The Major cleared his throat and caught Dagenham’s eye. “Might I suggest, Lord Dagenham, that you allow the children, under the good care of their matron, to take some food in their rooms and have a rest?”

“Oh, very well,” said Lord Dagenham. “But for goodness’ sake, Matron, take them in the back door and keep them quiet.”

“Let’s go,” said Alice, and she and the matron went off to escort the children away down the lane to the house.

Dagenham was surveying the field, where the protesters had reorganised themselves into lines. They now began to advance on the hedge, chanting “Down with Dagenham” and “Don’t pillage our village.” The Major found the latter rather interesting and wondered who had come up with it.

“Where are the damn police?” said Dagenham. “I want these people arrested.”

“If it’s all the same to you, Double D, better to keep the cops out of it,” said Ferguson. “We don’t need that kind of attention. Not that we’re in the wrong, mind you, but the publicity isn’t what the project needs right now.” He clapped Dagenham on the back. “You gave us a dash of excitement. Now come and give us a good breakfast.”

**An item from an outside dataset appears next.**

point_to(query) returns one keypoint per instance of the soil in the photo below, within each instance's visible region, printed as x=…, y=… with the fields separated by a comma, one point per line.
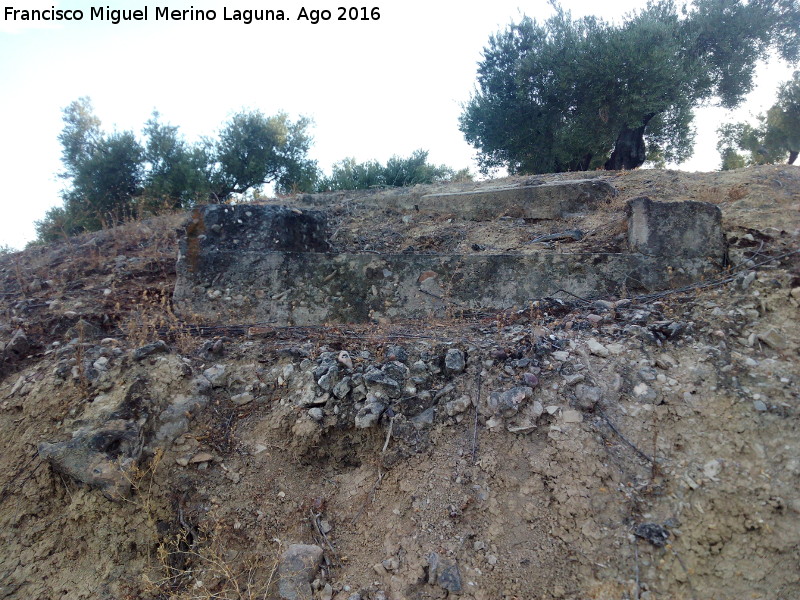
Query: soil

“What do I do about them?” said Dagenham, nodding to where the protesters were slowly advancing on the hedge.

“Oh, let ‘em protest and get it out of their system,” said Ferguson. “My guys’ll keep ‘em away from the house and take plenty of pictures. Generally I find it best to let people think they’re making a difference.”

“You sound as if you’ve had plenty of experience,” said the Major.

“Can’t build a billion square feet these days without riling up the local hornets’ nest,” said Ferguson, quite oblivious to the slight distaste in the Major’s voice. “I have a whole system of control, containment, and just-plain-make-it-go-away.”

“Major, you’re a good man to have around,” said Dagenham. “I think, Ferguson, that we should invite the Major to the private briefing after breakfast. You’ll stay behind, won’t you, Major?”

“I’d be more than happy to,” said the Major, puzzled as to what might be worthy of a briefing but enjoying a small expansion of pride in his chest at being invited.

“I’m with you on that,” said Ferguson. “And maybe the Major’d like to have that bright son of his sit in, too?”

As they walked back to the house for breakfast, the cries of the protesters growing dim behind them, the Major’s pleasure was diminished only by a small nagging worry that Alice Pierce would not approve. He did not usually seek Alice’s approval for anything, so the feeling was new and entirely unexpected. They passed two security guards dressed in black and sitting in a large black four-by-four. Ferguson nodded and the idling car pulled across to block the path behind them. Containment of the locals had obviously begun.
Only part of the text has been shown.